09 October 2007



This is so totally from the Captain Obvious File but it is still a topic I find interesting, so...

"Smells can inspire, arouse -- and drive you mad" By Belinda Goldsmith for Reuters

Chocolate chip cookies baking in the oven. Fresh cut grass. Your spouse's natural body odor. Smells can invoke memories, sexually arouse people, or even drive you mad.

Psychology professor Rachel Herz from Brown University in Rhode Island has spent 17 years studying the human sense of smell, finding it is the most emotionally evocative sense and the one most closely tied to mental health and happiness.

In a new book, "The Scent of Desire," she argues Michael Hutchence from INXS, may have been driven into a deep depression after losing his sense of smell in an accident which may have contributed to his 1997 suicide.

"This is a famous rock star who had everything but lost his sense of smell. This, in some people, can trigger a serious depression that gets worse over time," Herz told Reuters ahead of the release of her book this week.

"Smells really can alter and influence our moods and behaviors. There's no question that from a rudimentary survival basis vision is the most important sense for humans but for quality of life it is probably the most important sense."

Herz said she was struck by the importance of smell when acting as an expert witness in a court case for a woman who lost her sense of smell after suffering severe head injuries in a car accident.

The woman, who was aged in her 20's with a good career, explained how losing her sense of smell affected everything in her life from her ability to be a homemaker, to being intimate with husband, to her paranoia about her body.

"That really hit home with me," said Herz.

Over the years, Herz has conducted numerous surveys and tests to gauge the psychological importance of smell.

For while taste is only bitter, salty, sour, sweet and umami or savory, all flavors come from smell, so without smell you can't taste the difference between an apple and a potato, or a glass of red wine and a cup of cold coffee.

Herz discovered you can't smell when you are in a deep sleep which underlines the need for auditory smoke alarms.

She also discovered that people do not have an innate reaction to smell and all responses to smell are learned.

"I was once told by someone she hated the smell of roses because the first time she smelled roses was at her mother's funeral. That has stuck with me," she said.

When it came to gender differences, she found women had a keener nose than men on average.

A survey she conducted in 2002 of 99 men and 99 women found that women ranked how a man smells as more important than anything else in terms of their sexual attraction to him, outranking all social features except for pleasantness.

Men, however, rated how a woman's looks as more important and as second only in importance to a women being pleasant.

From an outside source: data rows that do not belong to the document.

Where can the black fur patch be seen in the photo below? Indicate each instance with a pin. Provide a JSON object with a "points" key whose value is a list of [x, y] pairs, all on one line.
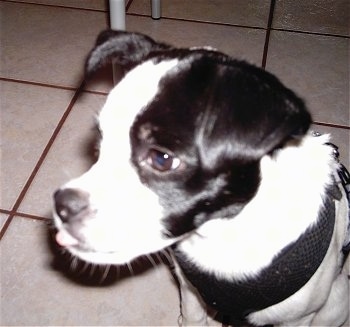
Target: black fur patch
{"points": [[219, 116]]}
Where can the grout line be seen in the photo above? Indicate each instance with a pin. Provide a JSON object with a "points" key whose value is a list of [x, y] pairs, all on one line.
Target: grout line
{"points": [[59, 87], [39, 163], [198, 21], [268, 32], [183, 19], [20, 81], [55, 6], [286, 30], [129, 3]]}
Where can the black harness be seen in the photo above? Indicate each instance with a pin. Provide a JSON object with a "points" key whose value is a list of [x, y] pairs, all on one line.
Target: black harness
{"points": [[289, 271]]}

"But interestingly women's response to fragrance was equivalent to their response to men's body odor so if a man is wearing a fragrance they like that does the trick," she said.

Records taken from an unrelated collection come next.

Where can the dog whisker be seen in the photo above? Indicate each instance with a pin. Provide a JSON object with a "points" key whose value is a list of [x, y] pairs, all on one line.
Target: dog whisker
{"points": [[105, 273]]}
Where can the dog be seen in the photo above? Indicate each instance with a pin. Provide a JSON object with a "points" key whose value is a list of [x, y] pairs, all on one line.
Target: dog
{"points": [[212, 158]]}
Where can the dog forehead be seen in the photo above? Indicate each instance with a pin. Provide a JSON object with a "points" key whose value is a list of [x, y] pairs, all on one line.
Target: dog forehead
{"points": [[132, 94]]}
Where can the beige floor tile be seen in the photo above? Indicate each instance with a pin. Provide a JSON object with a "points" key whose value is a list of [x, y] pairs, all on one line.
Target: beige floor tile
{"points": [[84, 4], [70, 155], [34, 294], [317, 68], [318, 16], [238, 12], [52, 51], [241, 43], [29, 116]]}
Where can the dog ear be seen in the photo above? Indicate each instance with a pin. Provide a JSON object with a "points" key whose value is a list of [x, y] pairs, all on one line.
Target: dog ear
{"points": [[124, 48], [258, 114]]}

"Our emotional, physical and even sexual lives are profoundly shaped by both our reactions to and interpretations of different smells."
One thing that has always freaked me out about taste and smell is never truly being able to know what something else smells or tastes like to someone else. For instance, you and I might both like the taste of chocolate cake. But what if chocolate cake to me tastes like what ketchup tastes like to you? What if lemons to me taste like grapes to you? What if vinegar smells like peanuts in my nose? We may both like the smell or the taste of something, but there is no way to know if its for the same reasons or if it tastes the same when it hits our tongues or smells the same when it hits our nose. And that freaks me out; especially imagining what if certain tastes were switched, like colours. What if red to me is blue to you? What if mustard to me is what cinnamon tastes like to you?

The thing about roses is totally true. I never particularly cared for the smell of roses but after a burying my father, and a few other family members right before him, roses just remind me of funerals and hospitals and death and sadness now. To me, roses smell like death and grief. And I think they do to everyone once they've been through that. If you still think roses smell beautiful, its probably because you haven't suffered great loss in your life just yet. So enjoy it because soon it will definitely suck.

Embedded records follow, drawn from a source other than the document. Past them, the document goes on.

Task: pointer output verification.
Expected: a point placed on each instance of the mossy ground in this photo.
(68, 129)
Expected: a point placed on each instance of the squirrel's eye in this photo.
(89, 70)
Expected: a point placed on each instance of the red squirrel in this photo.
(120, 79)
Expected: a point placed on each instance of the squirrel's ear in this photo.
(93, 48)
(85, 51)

I wandered into Bath & Bodyworks yesterday and it was just too much. Fucking pumpkin, apple pie, pecan pie overload. That place sucks. Board it up. Close it down. Their shit is just too over the top. Its like everything in there needs to be watered back down, the scents are just too strong and overpowering; the opposite of pleasant.

***Fun Fact: if something tastes bad, hold your nose, you won't taste anything at all.